Он делает успокаивающий жест.
– Не психуй, ничего страшного не случилось. Но меры принять стоит. Заберем-ка пока ее сюда, так будет спокойнее.
– Но дома же спросят…
Он задумался. Ненадолго, всего на несколько секунд.
– У вас когда весенние каникулы?
– С двадцать седьмого по тридцать первое марта. Но в этом году – с двадцать пятого, с воскресенья. Один понедельник оставался, решили добавить…

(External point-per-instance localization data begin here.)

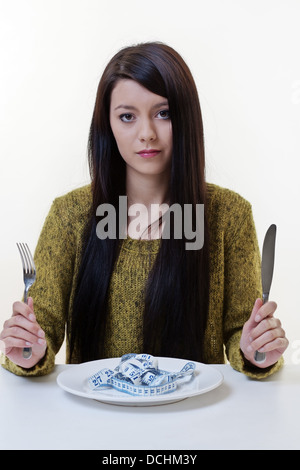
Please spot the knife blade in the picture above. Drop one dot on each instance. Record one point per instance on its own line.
(267, 267)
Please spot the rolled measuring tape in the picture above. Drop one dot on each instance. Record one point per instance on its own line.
(139, 375)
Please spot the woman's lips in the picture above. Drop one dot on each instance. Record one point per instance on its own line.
(148, 153)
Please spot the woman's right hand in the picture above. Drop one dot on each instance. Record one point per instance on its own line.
(23, 331)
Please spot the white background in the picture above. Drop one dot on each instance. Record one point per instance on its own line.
(244, 55)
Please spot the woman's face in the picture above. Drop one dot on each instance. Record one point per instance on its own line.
(141, 125)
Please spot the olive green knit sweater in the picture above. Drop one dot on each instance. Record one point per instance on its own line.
(234, 280)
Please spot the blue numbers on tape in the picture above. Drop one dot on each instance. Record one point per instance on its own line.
(138, 374)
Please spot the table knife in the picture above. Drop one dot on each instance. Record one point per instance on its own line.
(267, 266)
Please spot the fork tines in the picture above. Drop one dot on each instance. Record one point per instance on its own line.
(26, 257)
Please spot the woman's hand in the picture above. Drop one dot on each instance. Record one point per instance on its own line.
(23, 331)
(263, 333)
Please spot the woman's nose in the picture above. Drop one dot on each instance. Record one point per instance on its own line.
(147, 132)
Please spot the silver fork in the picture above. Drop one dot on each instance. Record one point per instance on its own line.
(29, 275)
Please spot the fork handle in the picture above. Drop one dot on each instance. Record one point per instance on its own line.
(27, 352)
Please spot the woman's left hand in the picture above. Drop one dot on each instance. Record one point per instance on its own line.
(263, 333)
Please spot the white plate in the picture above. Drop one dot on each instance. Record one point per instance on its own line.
(75, 380)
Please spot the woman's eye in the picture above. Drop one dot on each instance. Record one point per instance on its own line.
(165, 114)
(126, 117)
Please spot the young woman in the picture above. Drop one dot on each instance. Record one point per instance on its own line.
(138, 291)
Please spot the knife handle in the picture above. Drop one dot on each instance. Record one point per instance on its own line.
(261, 357)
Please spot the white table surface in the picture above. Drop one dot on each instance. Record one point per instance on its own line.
(35, 413)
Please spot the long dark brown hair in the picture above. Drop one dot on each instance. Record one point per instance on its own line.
(176, 298)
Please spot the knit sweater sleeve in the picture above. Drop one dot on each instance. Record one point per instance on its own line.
(242, 288)
(54, 260)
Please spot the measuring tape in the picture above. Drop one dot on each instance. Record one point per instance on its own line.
(138, 374)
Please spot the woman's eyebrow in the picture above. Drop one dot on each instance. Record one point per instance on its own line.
(133, 108)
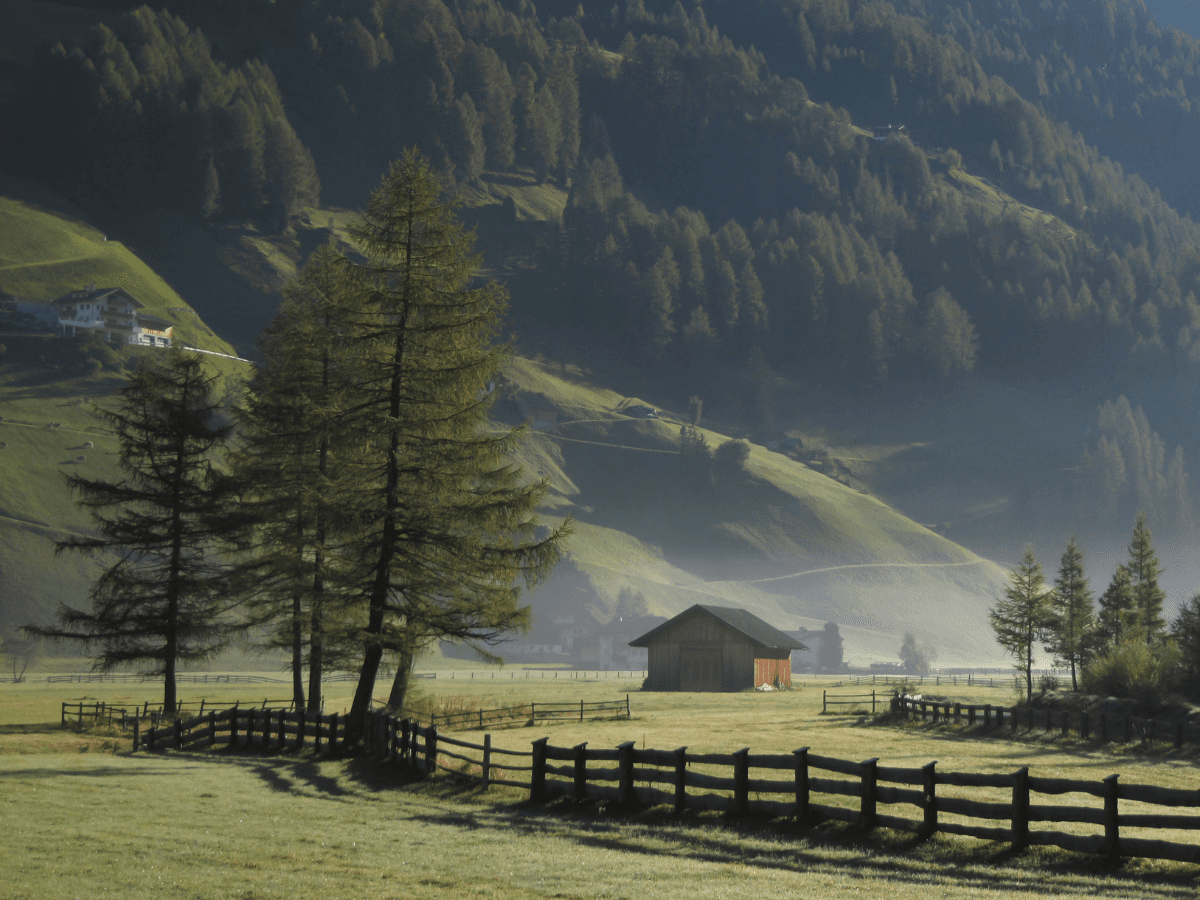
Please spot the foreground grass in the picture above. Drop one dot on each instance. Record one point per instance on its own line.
(214, 826)
(84, 817)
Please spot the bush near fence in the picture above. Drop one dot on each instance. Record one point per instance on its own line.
(1103, 726)
(547, 772)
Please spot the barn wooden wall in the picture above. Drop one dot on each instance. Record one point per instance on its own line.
(739, 658)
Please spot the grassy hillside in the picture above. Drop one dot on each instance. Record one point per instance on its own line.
(47, 401)
(783, 539)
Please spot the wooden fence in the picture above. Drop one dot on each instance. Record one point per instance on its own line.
(107, 714)
(246, 727)
(1102, 726)
(643, 778)
(847, 700)
(533, 713)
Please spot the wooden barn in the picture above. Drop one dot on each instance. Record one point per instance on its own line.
(717, 648)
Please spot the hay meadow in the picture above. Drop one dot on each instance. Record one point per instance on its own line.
(85, 817)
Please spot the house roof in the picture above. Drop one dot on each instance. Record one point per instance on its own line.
(96, 295)
(741, 621)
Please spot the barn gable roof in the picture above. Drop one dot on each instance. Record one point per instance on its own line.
(741, 621)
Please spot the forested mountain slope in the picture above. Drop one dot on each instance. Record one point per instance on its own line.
(750, 202)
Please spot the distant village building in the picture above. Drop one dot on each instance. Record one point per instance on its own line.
(717, 648)
(114, 315)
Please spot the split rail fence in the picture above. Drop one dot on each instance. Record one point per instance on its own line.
(108, 714)
(533, 713)
(246, 727)
(1103, 726)
(645, 778)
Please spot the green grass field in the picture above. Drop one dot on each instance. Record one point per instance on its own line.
(84, 817)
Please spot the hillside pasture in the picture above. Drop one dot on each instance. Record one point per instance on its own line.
(85, 817)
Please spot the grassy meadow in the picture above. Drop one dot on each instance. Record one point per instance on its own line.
(85, 817)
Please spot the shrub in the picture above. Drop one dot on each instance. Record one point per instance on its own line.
(1135, 671)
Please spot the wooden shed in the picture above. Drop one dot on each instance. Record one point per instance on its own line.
(717, 648)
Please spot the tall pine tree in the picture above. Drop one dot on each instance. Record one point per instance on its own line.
(1021, 615)
(451, 523)
(161, 603)
(1144, 571)
(1072, 618)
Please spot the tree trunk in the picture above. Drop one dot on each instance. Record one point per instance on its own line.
(403, 676)
(297, 653)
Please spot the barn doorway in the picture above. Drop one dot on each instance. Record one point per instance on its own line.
(701, 671)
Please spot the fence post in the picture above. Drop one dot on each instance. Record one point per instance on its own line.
(1111, 821)
(742, 780)
(487, 761)
(581, 771)
(431, 751)
(870, 795)
(625, 769)
(1020, 838)
(929, 778)
(802, 783)
(538, 772)
(681, 779)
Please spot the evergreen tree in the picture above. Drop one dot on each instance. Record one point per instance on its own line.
(1072, 617)
(1117, 619)
(1021, 615)
(1186, 631)
(829, 654)
(451, 525)
(1147, 597)
(162, 601)
(293, 472)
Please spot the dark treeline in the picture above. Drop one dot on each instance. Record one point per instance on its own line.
(727, 202)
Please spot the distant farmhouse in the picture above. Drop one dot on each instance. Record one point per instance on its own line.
(114, 315)
(717, 648)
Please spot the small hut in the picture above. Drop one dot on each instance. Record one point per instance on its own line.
(717, 648)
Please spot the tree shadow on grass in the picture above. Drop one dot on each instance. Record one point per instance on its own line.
(828, 847)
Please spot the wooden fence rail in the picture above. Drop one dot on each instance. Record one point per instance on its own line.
(846, 700)
(270, 729)
(533, 713)
(1101, 726)
(787, 784)
(106, 713)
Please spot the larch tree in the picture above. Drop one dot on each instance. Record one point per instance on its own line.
(1072, 617)
(1144, 571)
(1021, 615)
(451, 526)
(1117, 618)
(292, 468)
(161, 601)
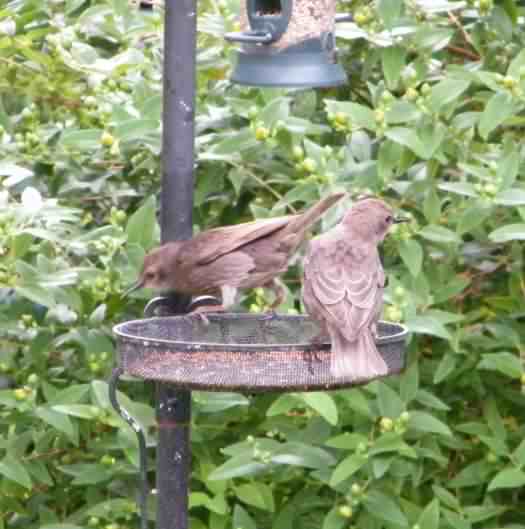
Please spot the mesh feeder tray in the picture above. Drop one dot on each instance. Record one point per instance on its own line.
(241, 352)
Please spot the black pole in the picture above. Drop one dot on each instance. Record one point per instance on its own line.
(173, 405)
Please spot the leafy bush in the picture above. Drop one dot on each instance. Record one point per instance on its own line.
(430, 119)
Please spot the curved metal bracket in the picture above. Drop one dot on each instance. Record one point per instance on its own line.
(137, 428)
(251, 37)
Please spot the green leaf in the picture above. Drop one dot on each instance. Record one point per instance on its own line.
(346, 468)
(61, 526)
(510, 232)
(424, 422)
(429, 518)
(472, 475)
(499, 107)
(439, 234)
(393, 62)
(459, 188)
(428, 325)
(510, 197)
(37, 294)
(81, 140)
(359, 115)
(59, 421)
(242, 465)
(409, 383)
(407, 138)
(445, 92)
(323, 404)
(445, 367)
(346, 441)
(389, 402)
(384, 508)
(141, 225)
(389, 11)
(506, 363)
(510, 478)
(14, 470)
(241, 519)
(82, 411)
(216, 402)
(446, 497)
(412, 255)
(257, 494)
(333, 520)
(302, 455)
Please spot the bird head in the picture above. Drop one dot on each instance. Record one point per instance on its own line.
(371, 219)
(156, 269)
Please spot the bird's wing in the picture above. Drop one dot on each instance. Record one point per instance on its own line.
(211, 244)
(345, 283)
(230, 269)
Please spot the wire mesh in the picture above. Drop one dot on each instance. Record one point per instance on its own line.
(241, 352)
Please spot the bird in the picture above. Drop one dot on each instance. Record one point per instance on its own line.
(342, 288)
(229, 258)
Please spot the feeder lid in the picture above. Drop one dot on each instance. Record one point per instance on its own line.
(241, 352)
(306, 65)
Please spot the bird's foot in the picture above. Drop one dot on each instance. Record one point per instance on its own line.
(270, 314)
(320, 338)
(312, 357)
(201, 311)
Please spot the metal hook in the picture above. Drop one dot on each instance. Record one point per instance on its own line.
(137, 428)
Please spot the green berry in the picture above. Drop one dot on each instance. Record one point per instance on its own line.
(356, 489)
(386, 424)
(309, 165)
(261, 133)
(20, 394)
(404, 417)
(107, 139)
(345, 511)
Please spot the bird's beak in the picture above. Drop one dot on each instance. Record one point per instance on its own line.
(135, 286)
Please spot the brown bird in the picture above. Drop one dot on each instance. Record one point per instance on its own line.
(343, 287)
(225, 259)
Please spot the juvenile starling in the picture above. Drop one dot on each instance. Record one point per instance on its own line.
(343, 287)
(225, 259)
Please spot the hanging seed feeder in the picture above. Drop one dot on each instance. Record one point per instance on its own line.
(284, 43)
(240, 352)
(288, 43)
(247, 353)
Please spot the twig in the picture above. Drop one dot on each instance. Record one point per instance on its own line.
(266, 186)
(465, 53)
(455, 20)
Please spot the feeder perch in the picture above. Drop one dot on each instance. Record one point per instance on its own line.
(248, 353)
(288, 43)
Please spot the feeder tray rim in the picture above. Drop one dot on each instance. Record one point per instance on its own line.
(121, 334)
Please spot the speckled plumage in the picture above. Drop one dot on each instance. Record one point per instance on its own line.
(225, 259)
(343, 287)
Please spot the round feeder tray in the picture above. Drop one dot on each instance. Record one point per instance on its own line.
(241, 352)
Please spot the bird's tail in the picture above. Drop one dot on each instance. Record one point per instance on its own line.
(355, 360)
(299, 224)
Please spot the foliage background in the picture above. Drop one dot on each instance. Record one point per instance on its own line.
(432, 119)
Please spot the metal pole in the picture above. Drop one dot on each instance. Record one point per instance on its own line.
(173, 405)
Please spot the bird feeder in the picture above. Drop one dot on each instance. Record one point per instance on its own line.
(288, 43)
(285, 42)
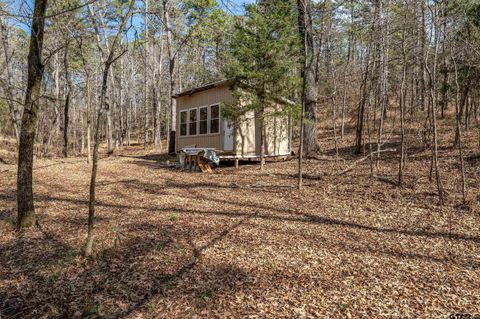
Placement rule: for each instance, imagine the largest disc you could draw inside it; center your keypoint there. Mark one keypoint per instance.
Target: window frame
(186, 123)
(210, 119)
(207, 120)
(196, 126)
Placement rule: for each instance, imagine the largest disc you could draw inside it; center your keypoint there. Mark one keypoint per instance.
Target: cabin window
(192, 122)
(214, 119)
(203, 120)
(183, 123)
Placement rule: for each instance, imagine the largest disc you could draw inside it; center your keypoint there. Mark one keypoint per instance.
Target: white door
(227, 135)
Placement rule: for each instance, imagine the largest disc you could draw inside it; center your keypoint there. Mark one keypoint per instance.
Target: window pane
(203, 113)
(183, 129)
(183, 117)
(214, 126)
(214, 112)
(193, 122)
(203, 127)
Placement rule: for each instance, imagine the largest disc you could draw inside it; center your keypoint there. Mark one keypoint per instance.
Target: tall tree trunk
(458, 131)
(171, 58)
(402, 106)
(145, 79)
(433, 89)
(67, 102)
(103, 107)
(13, 108)
(311, 145)
(25, 206)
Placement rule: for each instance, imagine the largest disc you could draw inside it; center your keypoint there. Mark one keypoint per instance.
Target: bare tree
(25, 206)
(110, 59)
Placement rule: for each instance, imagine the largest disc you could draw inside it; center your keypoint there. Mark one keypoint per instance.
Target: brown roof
(211, 85)
(203, 88)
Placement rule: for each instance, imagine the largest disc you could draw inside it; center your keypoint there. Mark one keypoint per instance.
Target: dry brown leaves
(243, 243)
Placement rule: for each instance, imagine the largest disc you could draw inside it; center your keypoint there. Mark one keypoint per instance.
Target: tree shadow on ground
(52, 279)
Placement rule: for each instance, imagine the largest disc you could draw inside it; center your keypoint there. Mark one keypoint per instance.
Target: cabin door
(227, 135)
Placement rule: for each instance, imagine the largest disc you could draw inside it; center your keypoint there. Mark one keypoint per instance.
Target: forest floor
(241, 243)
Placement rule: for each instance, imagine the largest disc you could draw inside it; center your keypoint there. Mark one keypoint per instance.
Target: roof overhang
(205, 87)
(227, 82)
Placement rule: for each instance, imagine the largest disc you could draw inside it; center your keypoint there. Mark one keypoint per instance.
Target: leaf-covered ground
(243, 243)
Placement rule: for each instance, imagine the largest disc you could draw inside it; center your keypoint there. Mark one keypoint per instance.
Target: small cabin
(200, 124)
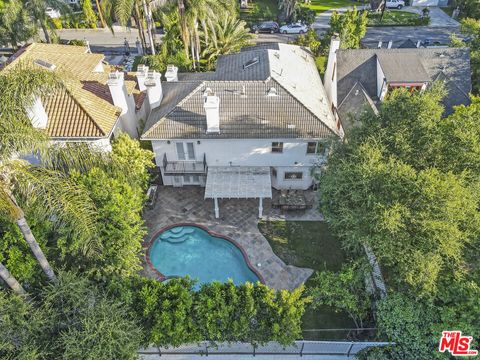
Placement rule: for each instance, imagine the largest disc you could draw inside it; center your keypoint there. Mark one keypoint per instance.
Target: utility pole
(146, 10)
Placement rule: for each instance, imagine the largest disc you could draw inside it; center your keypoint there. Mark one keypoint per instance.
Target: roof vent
(250, 63)
(272, 92)
(208, 92)
(45, 64)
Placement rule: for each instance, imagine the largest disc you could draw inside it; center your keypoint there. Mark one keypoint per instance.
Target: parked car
(53, 13)
(395, 4)
(266, 27)
(297, 28)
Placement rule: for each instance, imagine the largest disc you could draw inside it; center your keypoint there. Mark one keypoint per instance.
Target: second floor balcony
(184, 166)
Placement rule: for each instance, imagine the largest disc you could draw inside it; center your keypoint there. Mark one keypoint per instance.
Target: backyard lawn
(323, 5)
(310, 244)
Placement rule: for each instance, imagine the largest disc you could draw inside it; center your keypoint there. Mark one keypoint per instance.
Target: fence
(300, 348)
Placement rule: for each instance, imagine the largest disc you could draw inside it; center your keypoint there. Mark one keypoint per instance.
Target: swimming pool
(191, 250)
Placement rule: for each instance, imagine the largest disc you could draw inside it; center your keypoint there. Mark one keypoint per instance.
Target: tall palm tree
(37, 10)
(227, 35)
(53, 192)
(11, 281)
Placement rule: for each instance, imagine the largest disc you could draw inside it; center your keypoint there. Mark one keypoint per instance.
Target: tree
(407, 322)
(288, 8)
(73, 319)
(52, 192)
(227, 35)
(351, 27)
(11, 281)
(398, 186)
(344, 291)
(471, 28)
(15, 24)
(37, 10)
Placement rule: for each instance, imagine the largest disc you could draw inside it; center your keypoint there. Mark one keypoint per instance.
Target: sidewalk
(437, 17)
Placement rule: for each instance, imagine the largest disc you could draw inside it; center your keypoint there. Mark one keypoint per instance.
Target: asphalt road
(103, 41)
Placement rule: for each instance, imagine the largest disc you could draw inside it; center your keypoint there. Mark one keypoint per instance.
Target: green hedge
(173, 313)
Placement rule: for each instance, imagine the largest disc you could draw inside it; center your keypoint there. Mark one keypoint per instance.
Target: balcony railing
(184, 166)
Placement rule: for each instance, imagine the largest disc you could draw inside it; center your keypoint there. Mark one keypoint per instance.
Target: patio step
(178, 233)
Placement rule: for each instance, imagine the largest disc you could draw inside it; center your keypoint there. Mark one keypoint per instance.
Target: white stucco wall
(248, 152)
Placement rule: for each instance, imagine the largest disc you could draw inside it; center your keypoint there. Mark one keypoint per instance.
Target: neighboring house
(359, 79)
(261, 120)
(95, 103)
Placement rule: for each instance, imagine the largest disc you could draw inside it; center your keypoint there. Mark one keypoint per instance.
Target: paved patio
(238, 220)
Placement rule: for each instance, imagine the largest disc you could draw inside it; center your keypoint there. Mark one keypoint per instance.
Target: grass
(448, 10)
(323, 5)
(396, 18)
(310, 244)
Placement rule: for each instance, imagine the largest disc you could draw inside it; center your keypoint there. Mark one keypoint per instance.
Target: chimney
(172, 73)
(330, 77)
(154, 89)
(116, 84)
(141, 75)
(211, 104)
(37, 114)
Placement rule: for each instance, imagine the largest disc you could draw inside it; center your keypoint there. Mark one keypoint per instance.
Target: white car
(53, 13)
(395, 4)
(294, 29)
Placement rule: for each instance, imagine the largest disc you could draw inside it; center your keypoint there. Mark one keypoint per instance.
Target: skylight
(250, 62)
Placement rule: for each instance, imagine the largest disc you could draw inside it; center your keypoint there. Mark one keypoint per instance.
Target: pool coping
(162, 277)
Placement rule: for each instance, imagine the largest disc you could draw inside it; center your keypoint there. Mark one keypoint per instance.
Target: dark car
(266, 27)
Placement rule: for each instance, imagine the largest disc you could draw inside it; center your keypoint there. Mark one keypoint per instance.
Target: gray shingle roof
(300, 109)
(360, 66)
(405, 68)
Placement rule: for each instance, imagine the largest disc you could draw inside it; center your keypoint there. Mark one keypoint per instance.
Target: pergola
(238, 182)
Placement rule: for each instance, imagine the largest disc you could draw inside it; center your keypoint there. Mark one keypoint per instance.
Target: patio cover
(238, 182)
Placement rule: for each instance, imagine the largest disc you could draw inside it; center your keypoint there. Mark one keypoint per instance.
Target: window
(293, 175)
(277, 147)
(317, 148)
(185, 151)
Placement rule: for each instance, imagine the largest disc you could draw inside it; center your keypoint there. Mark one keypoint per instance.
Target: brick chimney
(37, 114)
(154, 89)
(142, 71)
(330, 77)
(172, 73)
(118, 90)
(211, 104)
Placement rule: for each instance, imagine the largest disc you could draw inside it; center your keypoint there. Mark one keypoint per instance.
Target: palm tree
(54, 193)
(11, 281)
(37, 10)
(227, 35)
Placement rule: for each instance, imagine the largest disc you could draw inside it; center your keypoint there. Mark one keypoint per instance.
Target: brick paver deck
(238, 220)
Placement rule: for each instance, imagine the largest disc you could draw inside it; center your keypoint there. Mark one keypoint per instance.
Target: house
(96, 102)
(260, 120)
(359, 79)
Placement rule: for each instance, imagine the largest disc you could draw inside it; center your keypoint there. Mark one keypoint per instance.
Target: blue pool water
(189, 250)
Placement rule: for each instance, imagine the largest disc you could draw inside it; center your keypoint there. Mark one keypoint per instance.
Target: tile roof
(299, 109)
(84, 107)
(359, 65)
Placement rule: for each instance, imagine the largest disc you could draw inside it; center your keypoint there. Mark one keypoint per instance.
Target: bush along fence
(299, 348)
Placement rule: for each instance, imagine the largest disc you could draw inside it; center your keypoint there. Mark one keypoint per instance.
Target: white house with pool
(260, 120)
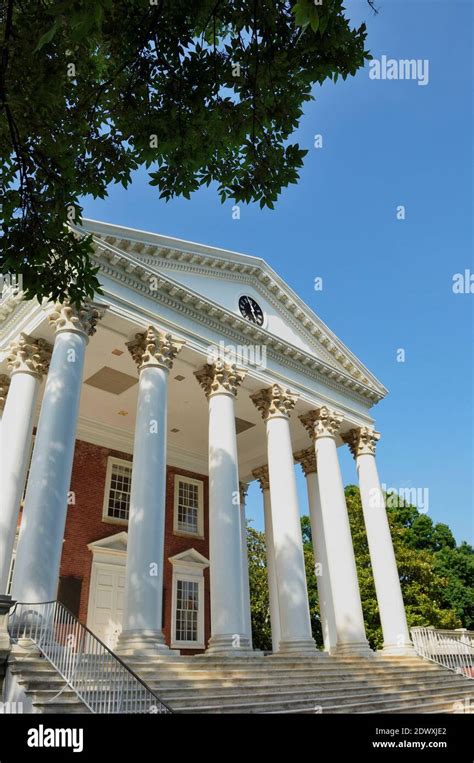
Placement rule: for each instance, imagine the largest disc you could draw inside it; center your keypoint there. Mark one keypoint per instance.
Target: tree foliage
(437, 576)
(197, 92)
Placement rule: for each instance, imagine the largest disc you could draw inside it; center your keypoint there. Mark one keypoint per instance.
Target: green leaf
(47, 37)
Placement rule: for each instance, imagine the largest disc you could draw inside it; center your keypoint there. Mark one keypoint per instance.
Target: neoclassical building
(131, 428)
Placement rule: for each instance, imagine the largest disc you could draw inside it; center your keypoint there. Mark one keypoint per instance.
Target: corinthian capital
(4, 385)
(322, 422)
(68, 317)
(274, 401)
(29, 355)
(154, 348)
(362, 441)
(307, 459)
(261, 474)
(220, 377)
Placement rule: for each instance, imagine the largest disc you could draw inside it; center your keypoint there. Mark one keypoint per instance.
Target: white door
(106, 600)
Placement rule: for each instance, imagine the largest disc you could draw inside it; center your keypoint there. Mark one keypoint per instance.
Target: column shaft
(326, 606)
(142, 633)
(38, 555)
(142, 619)
(225, 531)
(245, 568)
(271, 571)
(295, 623)
(349, 620)
(17, 429)
(382, 558)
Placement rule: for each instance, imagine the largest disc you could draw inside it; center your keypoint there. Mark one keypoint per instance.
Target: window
(187, 609)
(117, 491)
(187, 603)
(188, 506)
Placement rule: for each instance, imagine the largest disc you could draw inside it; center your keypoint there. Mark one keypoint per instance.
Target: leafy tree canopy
(436, 575)
(197, 92)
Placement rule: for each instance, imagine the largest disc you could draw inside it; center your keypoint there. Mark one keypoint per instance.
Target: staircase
(58, 666)
(321, 684)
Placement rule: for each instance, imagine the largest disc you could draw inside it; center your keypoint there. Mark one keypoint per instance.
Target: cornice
(115, 438)
(296, 313)
(221, 320)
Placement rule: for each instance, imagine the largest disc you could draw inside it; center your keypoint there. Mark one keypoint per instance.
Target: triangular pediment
(112, 543)
(214, 280)
(190, 556)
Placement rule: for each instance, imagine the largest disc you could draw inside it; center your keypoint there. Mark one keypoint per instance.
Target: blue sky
(387, 283)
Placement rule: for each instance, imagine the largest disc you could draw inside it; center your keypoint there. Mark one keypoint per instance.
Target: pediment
(112, 543)
(214, 280)
(190, 556)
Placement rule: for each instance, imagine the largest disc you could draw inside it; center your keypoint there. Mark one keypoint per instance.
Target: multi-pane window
(187, 609)
(188, 506)
(119, 481)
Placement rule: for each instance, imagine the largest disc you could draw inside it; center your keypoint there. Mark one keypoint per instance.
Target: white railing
(100, 679)
(451, 649)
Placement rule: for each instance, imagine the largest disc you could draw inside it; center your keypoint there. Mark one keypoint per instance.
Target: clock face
(251, 310)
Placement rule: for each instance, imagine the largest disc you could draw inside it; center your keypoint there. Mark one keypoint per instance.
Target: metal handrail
(101, 680)
(453, 650)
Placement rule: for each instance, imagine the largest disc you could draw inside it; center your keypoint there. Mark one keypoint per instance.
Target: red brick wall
(84, 525)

– То есть послезавтра. Сочиним очередную историю про сборы, а ее пригласим отправиться вместе с вами. Вы же занимаетесь в театральной студии?
– Ну да…
– Вот и хорошо, скажете – репетиция какая-нибудь, спектакль ставите, без нее никак. Все бумаги обеспечим. Мы, конечно, действуем пока неофициально, без ведома руководства, но кое-какие возможности имеются.
А вот это действительно новость!..
– Неофициально? Но почему? Если вы поверили, то и другие, наверное, тоже поверят? Тем более вы и в архивах нашли…
Генерал усмехается, на этот раз невесело.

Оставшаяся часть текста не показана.